Recently our lab set up a new machine with RTX3090, I installed GPU driver 460.32, CUDA 11.2, and pytorch through
conda install pytorch torchvision torchaudio cudatoolkit=11.0 -c pytorch
Then I tested with a seq2seq model (LSTM->LSTM) I used before, training very fast, working fine.
However, when I use this machine to train a TextCNN classification model, I find it is much slower than even when I did it on my laptop with GTX1660ti (cuda10.2+torch1.7.0).
There is no error message during training, though. To analyze where the problem is, I just added some timer in the program and found the difference.

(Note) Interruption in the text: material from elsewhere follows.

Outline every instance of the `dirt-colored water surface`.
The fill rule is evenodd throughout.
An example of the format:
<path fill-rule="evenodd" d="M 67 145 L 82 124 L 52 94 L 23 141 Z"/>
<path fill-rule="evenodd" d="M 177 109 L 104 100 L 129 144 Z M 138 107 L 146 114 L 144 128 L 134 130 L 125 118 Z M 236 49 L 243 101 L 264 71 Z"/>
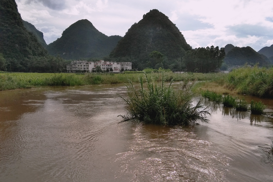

for step, (x_batch, y_batch) in enumerate(train_loader): t1=time.clock() x_batch = x_batch.to(device) y_batch = y_batch.to(device) t2=time.clock() print('transfer data needs %s ms' % ((t2 - t1) * 1000)) output = model(x_batch) #training steps... t3=time.clock() print('training step uses %s ms' % ((t3 - t2) * 1000))
On my laptop, the data loading time is just 0.06ms, the following training steps take about 3.5~4.5ms.
However, on the 3090 machine, the data loading time needs about 102ms, while training steps only take only 2.3ms.
I also tried the same training operation on the old server of my lab with RTX2080 (cuda11.0 torch1.7.1), data loading time 0.03ms, training steps take 1.9ms. (P.S. I also noticed that on 2080 machine the ‘GPU-Util Compute M.’ (can be seen on nvidia-smi) was just about 54% through the entire training procedure, but the 3090 machine kept 100% from the start.)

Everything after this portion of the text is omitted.